The report on the study released yesterday said women predominated in billboards and still images but hardly featured in voice-overs. In stills, blatant stereotypes were at their worst.
Covering 1650 radio, television, print and billboard advertisements in SA, Mauritius, Zambia and Zimbabwe, the study aimed to establish how women and men are represented and portrayed in advertising.
Monitoring took place over two weeks in December followed by male and female focus group discussions on selected case studies that were used in the report to amplify the quantitative findings.
Gender Links executive director Colleen Lowe Morna said: "Unlike news content that must be impartial, considered and fair, advertisers have the licence to play with our minds by accentuating the bizarre; taking us on feel-good trips or lifting us out of our normal space: whatever it takes to capture our attention.

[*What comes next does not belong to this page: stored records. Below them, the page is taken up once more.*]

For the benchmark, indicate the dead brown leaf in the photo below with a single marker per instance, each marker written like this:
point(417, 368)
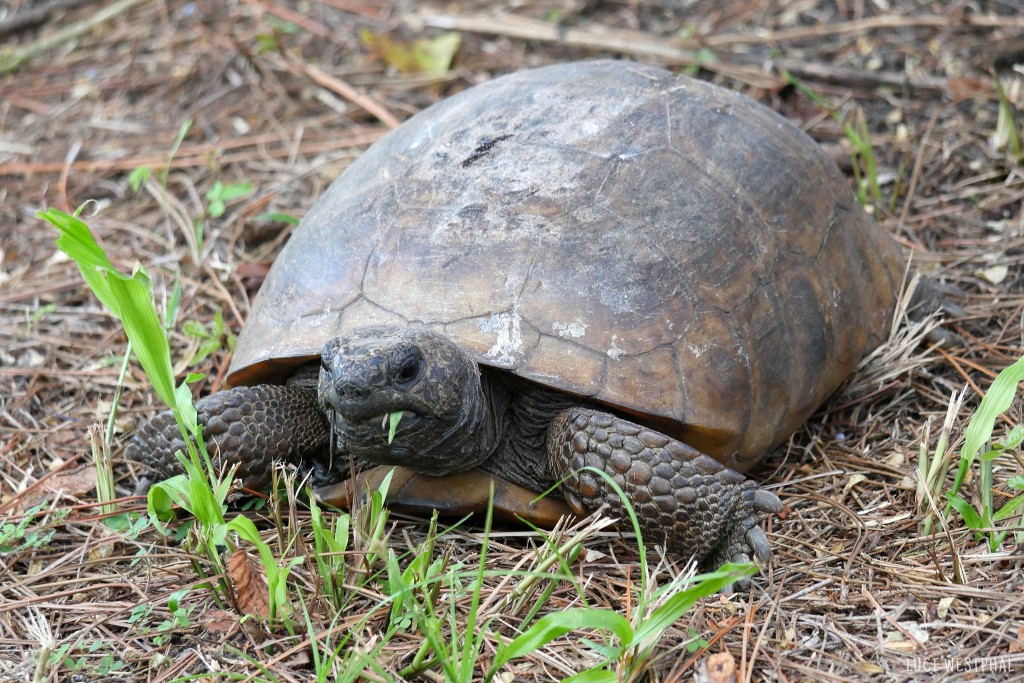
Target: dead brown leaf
point(247, 578)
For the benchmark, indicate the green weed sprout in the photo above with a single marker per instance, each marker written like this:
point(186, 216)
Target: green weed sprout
point(976, 440)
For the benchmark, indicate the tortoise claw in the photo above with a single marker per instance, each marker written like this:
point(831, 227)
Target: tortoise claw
point(765, 501)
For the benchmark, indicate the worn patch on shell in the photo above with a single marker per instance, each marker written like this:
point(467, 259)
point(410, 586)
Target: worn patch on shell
point(507, 328)
point(570, 330)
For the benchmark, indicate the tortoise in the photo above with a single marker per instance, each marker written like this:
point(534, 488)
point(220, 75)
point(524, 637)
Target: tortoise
point(593, 263)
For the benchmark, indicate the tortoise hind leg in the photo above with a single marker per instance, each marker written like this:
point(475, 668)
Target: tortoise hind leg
point(682, 498)
point(252, 426)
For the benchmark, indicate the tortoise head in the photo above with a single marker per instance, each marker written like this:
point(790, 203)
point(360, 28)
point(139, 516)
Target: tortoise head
point(375, 371)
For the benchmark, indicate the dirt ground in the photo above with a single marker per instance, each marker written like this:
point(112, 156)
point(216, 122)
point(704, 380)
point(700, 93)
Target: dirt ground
point(284, 95)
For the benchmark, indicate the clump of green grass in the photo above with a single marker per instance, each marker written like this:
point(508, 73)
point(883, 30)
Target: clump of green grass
point(978, 444)
point(986, 518)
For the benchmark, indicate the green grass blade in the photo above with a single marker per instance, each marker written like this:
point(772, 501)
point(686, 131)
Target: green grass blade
point(680, 603)
point(594, 676)
point(558, 624)
point(144, 331)
point(994, 403)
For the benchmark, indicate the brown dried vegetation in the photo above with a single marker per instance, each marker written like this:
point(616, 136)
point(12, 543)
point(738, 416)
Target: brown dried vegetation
point(284, 96)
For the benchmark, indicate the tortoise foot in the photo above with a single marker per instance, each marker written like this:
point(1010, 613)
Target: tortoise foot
point(682, 498)
point(252, 426)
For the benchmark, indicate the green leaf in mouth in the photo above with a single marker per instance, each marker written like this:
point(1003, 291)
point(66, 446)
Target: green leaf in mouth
point(391, 421)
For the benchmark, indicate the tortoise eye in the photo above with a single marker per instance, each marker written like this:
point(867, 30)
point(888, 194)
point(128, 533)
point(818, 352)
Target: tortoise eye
point(409, 371)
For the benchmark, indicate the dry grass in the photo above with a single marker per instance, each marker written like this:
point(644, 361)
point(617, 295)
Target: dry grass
point(854, 591)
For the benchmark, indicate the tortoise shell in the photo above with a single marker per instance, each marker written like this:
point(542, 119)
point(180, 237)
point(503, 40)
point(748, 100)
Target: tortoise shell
point(657, 244)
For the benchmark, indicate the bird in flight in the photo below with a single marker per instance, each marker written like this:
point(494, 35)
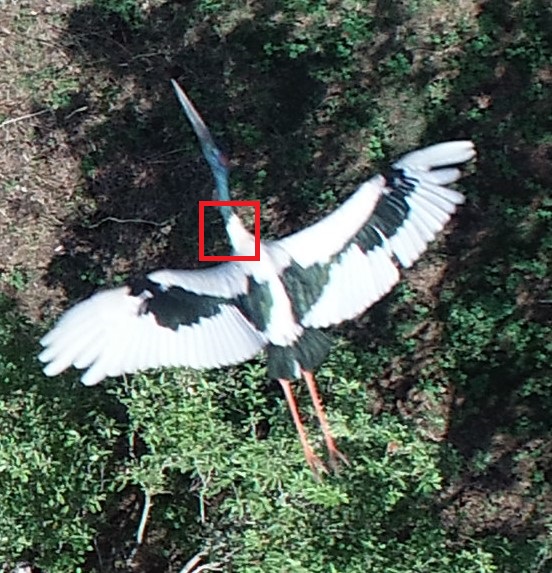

"Precisely because of its power over the mind, advertising is a critical area of concern for transforming gender relations," she said.
A basic test of gender blindness was the extent to which women and men were represented in content compared with their representation in society.
Women constituted only 38% of subjects (images and voices) in advertisements in SA, compared with the overall average of 41% in the study. This is the second lowest proportion in the report. Zambia had 47% women in advertisements monitored, Zimbabwe 43% and Mauritius 36%.
Examples of "gender blindness" identified concerned how sports advertising ignored female audiences, for example, a billboard advertised a prominent sports outfitter featuring successful sports people, among them Tiger Woods. Women participants felt the advert disregarded female sports participation.
While SA hosted the Women Golf World Cup in January, they felt excluded from sports by such advertisements. Male participants also felt the advertisement makes golf appear like a man's sport.
With few exceptions, the study found SA' s advertising did little to challenge stereotypes of women's and men's roles. Women predominated as domestic workers, models, parents or spouses, and men as sports persons (100%), professionals, politicians, entertainers and business persons.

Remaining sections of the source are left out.